Chronic obstructive pulmonary disease (COPD) is one of the most prevalent diseases in industrialized nations and COPD from advanced pulmonary emphysema is a major cause of morbidity and mortality. Up to this time, the final option for selected patients with disabling respiratory failure due to COPD has been lung transplantation. However, recently, lung volume reduction surgery (LVRS) has become a new therapeutic option for patients who are either too old for lung transplantation or as a bridging procedure with the intention of deferring transplantation for younger persons. The concept of this surgical procedure was first conceived by Brantigan and Mueller (1) almost 40 years ago. They reported significant clinical improvement in 75% of patients who had this procedure and this improvement persisted in some patients for more than 5 years.
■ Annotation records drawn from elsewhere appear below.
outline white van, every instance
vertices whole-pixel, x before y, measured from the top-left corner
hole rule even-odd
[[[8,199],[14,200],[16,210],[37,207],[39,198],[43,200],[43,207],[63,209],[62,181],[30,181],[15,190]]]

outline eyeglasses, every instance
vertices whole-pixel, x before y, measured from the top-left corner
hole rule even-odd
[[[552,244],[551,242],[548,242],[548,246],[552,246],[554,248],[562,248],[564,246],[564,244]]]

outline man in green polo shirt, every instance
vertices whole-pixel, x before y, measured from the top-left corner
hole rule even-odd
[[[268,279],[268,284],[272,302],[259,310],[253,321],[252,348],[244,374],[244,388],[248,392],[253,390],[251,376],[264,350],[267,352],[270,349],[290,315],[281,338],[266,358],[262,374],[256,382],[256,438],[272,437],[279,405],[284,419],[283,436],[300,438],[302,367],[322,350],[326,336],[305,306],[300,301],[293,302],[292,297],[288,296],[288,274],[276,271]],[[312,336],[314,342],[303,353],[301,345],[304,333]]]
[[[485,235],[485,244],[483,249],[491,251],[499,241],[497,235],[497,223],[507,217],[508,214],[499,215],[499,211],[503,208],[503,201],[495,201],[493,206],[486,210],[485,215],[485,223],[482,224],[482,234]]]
Because of the high early mortality rate of 16%, and few objective data to substantiate the claims of subjective improvement, their procedure never gained widespread acceptance until revisited by Wakabayashi et al in 1991 (2), who utilized laser treatment of diffuse small bulla by a unilateral or bilateral thoracoscopic technique and demonstrated a modest improvement in pulmonary function. Thereafter, in 1995 Cooper et al returned to Brantigan's original notion of surgical resection of severely diseased but nonbullous areas of lung and modified the technique by employing median sternotomy incisions that permitted bilateral resections using a staple (3). The results showed variable clinical relief of dyspnoea and improvement in lung function. In Japan, the first few patients with severe emphysema were treated by C02 laser therapy in 1991 (4). Thereafter, many surgical centres worldwide started LVRS programs. At present, there have been more than 550 reported cases of LVRS for emphysema. The purpose of this chapter is to review LVRS for pulmonary emphysema, including our own experience.
|Title of host publication||Respiratory medicine|
|Subtitle of host publication||An asian perspective|
|Publisher||Hong Kong University Press, HKU|
|Number of pages||20|
|Publication status||Published - 2005|
ASJC Scopus subject areas
- Social Sciences(all)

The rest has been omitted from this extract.